EU-Politiker haben mutmaßliche Abhöraktionen des US-Geheimdienstes NSA bei Einrichtungen der Europäischen Union heftig kritisiert. Der Präsident des Europaparlaments, Martin Schulz, forderte im Gespräch mit "Spiegel Online" genauere Informationen. "Aber wenn das stimmt, ist es ein Riesenskandal", sagte Schulz. Dies bedeute eine große Belastung für die Beziehungen der EU und der USA. "Wir verlangen jetzt umfassende Aufklärung."

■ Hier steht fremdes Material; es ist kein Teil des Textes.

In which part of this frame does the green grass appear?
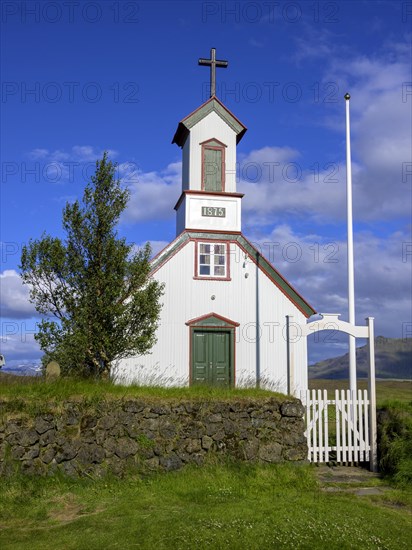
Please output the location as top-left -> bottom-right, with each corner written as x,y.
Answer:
0,464 -> 412,550
309,379 -> 412,407
0,373 -> 280,408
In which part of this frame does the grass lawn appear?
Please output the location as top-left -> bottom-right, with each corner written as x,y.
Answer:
0,464 -> 412,550
309,379 -> 412,407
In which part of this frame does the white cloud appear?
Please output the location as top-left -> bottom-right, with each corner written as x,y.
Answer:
0,269 -> 37,319
0,321 -> 41,366
246,225 -> 412,338
123,162 -> 181,222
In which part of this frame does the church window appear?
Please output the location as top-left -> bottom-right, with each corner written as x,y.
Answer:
196,243 -> 228,279
202,139 -> 226,193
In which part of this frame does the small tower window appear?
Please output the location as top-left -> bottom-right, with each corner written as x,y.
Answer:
196,243 -> 229,280
201,139 -> 226,193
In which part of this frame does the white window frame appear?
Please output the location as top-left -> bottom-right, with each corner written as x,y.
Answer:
196,241 -> 229,279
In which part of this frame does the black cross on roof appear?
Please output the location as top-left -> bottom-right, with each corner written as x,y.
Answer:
199,48 -> 228,97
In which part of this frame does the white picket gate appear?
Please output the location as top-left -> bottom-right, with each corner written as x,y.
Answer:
301,390 -> 375,468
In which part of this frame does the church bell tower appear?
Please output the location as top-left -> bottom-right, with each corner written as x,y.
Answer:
172,48 -> 246,235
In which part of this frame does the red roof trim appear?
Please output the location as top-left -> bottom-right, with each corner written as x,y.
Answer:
174,189 -> 245,210
237,235 -> 316,318
186,311 -> 240,327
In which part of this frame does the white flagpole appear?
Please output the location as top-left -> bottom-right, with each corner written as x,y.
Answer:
345,94 -> 357,396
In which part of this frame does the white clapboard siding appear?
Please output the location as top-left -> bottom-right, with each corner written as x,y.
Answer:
301,390 -> 370,464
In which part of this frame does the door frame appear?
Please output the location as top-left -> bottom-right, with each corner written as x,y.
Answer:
186,312 -> 239,388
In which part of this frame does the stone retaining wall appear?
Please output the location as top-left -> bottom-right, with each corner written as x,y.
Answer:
0,398 -> 307,476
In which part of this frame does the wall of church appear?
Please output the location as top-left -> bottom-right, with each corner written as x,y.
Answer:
115,241 -> 307,393
188,111 -> 236,193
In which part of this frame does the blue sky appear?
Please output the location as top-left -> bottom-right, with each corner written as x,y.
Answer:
0,0 -> 412,365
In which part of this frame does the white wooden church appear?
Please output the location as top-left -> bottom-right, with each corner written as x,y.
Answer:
113,49 -> 315,394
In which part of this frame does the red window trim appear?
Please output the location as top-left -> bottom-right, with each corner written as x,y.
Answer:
200,138 -> 227,193
193,239 -> 232,281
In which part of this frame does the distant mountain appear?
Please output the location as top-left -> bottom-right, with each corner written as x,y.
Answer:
309,336 -> 412,380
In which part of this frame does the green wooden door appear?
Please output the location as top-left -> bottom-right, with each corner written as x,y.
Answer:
192,330 -> 232,387
203,148 -> 222,192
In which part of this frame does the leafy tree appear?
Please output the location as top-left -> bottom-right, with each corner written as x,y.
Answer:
20,153 -> 163,377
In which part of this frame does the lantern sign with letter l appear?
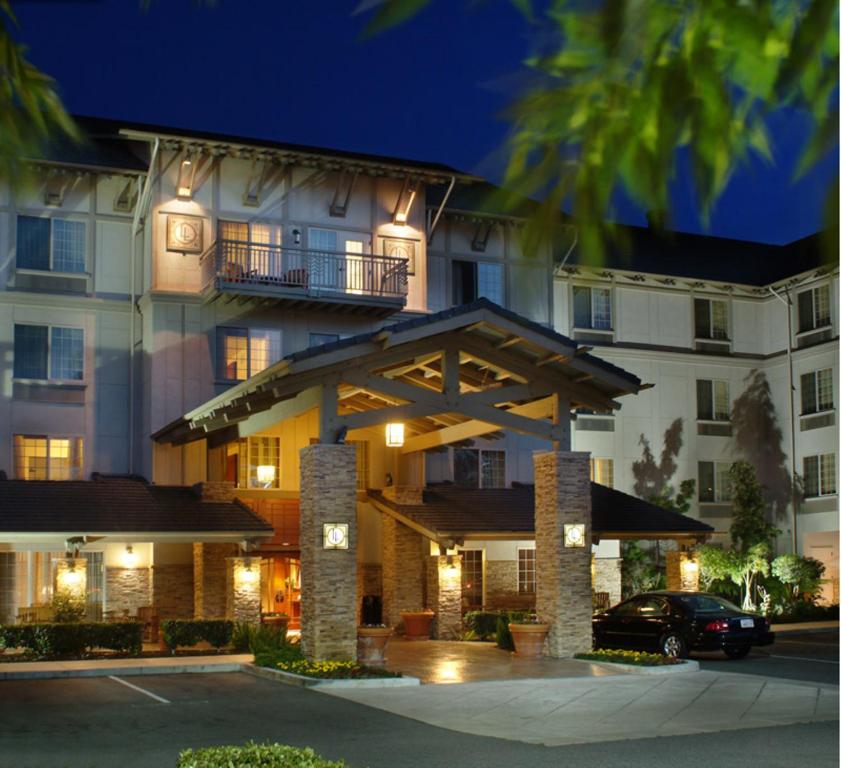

Luxemburgs Außenminister Jean Asselborn bezeichnete die Berichte - sofern sie wahr seien - als abscheulich und sprach von einem Vertrauensbruch. "Alles wird von den USA damit begründet, man bekämpfe den Terrorismus. Aber die EU und ihre Diplomaten sind keine Terroristen. Die USA sollten lieber ihre Geheimdienste überwachen statt ihre Verbündeten. Wir müssen jetzt von allerhöchster Stelle eine Garantie bekommen, dass das sofort aufhört."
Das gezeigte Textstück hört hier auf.